French police on high alert after riots in Amiens

Police in Amiens
Image caption Amiens is set to become one of 15 so-called 'priority security zones'

Police throughout France have been placed on high alert after riots in Amiens earlier this week left 16 officers injured. The trouble has come at a difficult time for the country's new President, Francois Hollande, and the city is not alone in its problems.

The old port of Marseille is bustling at this time of year. It is the Mediterranean route into France, a haven for traders, a gateway for smugglers.

It reflects, in the visiting yachts that currently hug the harbour, the wealth and privilege to which many in Marseille might aspire.

High above the towering cranes of the old waterfront is the contrasting image of poverty and despair.

The limestone hills are crammed with faceless, deprived housing projects in which the drug gangs are in murderous control.

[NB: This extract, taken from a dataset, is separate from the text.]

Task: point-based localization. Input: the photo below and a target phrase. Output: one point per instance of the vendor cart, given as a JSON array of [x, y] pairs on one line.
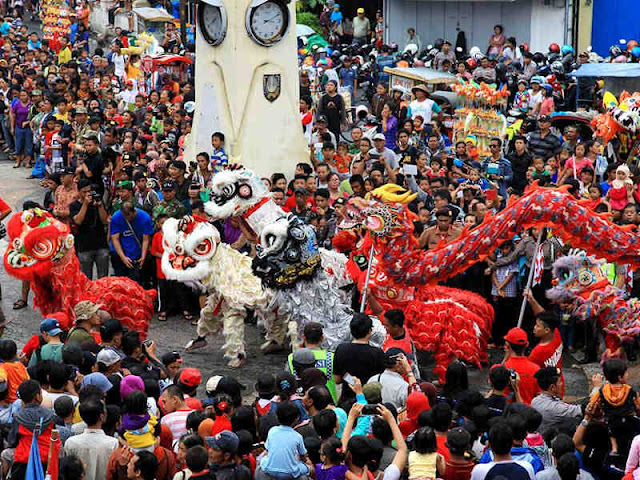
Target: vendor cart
[[408, 78]]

This has been a particularly brutal summer with 17 drug related deaths this year - already surpassing the figure for 2011.

We were warned about filming in these suburbs, the taxis refuse to go there, even the police are wary. There is a new threat. The smuggling from the Balkans has put powerful military style weapons in the hands of teenagers.

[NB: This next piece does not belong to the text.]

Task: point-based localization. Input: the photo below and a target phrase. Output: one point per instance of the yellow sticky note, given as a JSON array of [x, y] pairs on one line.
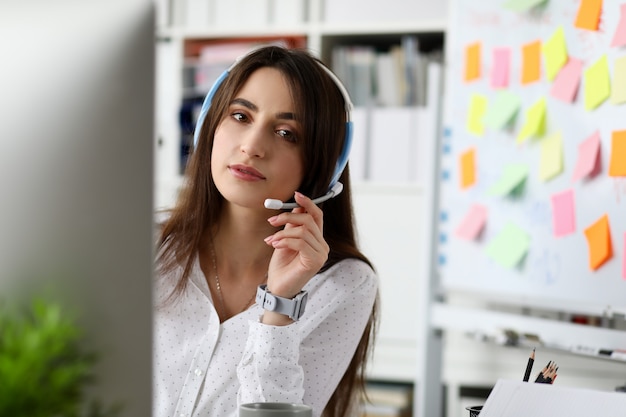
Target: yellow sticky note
[[477, 108], [588, 15], [597, 83], [467, 163], [531, 62], [599, 242], [551, 160], [535, 124], [618, 91], [555, 53], [472, 61], [617, 166]]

"They use them as if it's a video game," said Jean Marie Allemand, head of the city's police union. "Some of the gunmen are as young as 13, they spray bullets in all directions, they are afraid of nothing."

In another suburb this week, far to the north in the city of Amiens there was a riot. In fact the local mayor compared it to "urban guerrilla warfare".

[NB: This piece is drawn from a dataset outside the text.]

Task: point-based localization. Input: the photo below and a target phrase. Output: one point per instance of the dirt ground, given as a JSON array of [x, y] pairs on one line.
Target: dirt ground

Sixteen policemen were injured, some of them hit with live rounds. A nursery school and a local gym were gutted by fire and motorists ambushed, their vehicles set alight.

Marseille and Amiens - two cities at opposite ends of the country with much the same problem. The poor relationship between police and local youths from immigrant backgrounds is often blamed.

In Amiens this week people told me the violence was sparked by an overzealous stop and search. But it is no secret that in these suburbs there is also a suffocating sense of alienation.

In 2005, three weeks of similar rioting spread from Paris to other parts of the country, leading to an unprecedented state of emergency and much soul searching.

There was the inevitable rush to new job creating initiatives - but seven years on they have had little effect.

It is a direct challenge to Francois Hollande and his new Socialist government.

In Marseille, youth unemployment is as high as 40%.

A local crime reporter Francois Giorgetti told me that on some estates the drug gangs are now the only active employers.

"Young dealers treat it like a proper career," he said. "It's meticulously organized. There's a regular salary, they are divided between split shifts. Sure they are at risk - if you are not murdered you will probably end up in jail. But why would you not take the risk?"

Why not indeed! The rewards bring luxuries - the kind we see in the port - that would forever be out of reach.

So what does the president do? On the economy he was elected to restore social justice and close the growing gap between the well-heeled elite and the increasingly disgruntled working class.

On security, the country expects him to talk tough. "It's not a priority," he said "it is an obligation".

Notably his interior minister Manuel Valls is a hardliner, not to the taste of all in his party. Some compare him to one of his predecessors.

"We will wipe the scum from the streets." Remember that? It was Nicolas Sarkozy speaking in 2005.

I am sure Mr Valls will opt for a different choice of language but there is the same kind of intent. He has named Amiens and Marseille as two of his 15 "priority security zones" within France, to which they will now devote extra resources.

Image caption The clashes left a primary school in Amiens severely damaged by fire

But reversing the trend will be a mighty challenge. A few weeks ago I reported from the immigrant-heavy suburb of Aulnay-Sous-Bois, on the edge of Paris that was at centre of the 2005 riots.

Their biggest local employer PSA Peugeot Citroen has just announced it is closing its assembly plant with the loss of 5000 jobs.

One worker estimated that on his estate 80% of the adult men, most with families, are about to lose their jobs. Another perilous step on the road to grinding urban decline.

Yet France is hardly isolated in these difficulties. The Eurozone crisis has left its mark on others too, with unrest recently in Greece, Spain, Portugal and of course London.

In Britain the summer riots of 2011 brought some of the same kind of introspection. Yes, perhaps the Olympics have temporarily lifted the spirits, but they do not mask the underlying problems, which are similar.

Across Europe there is an underclass of young men and women, jobless and restless, and the events in France this week should serve as a warning to all.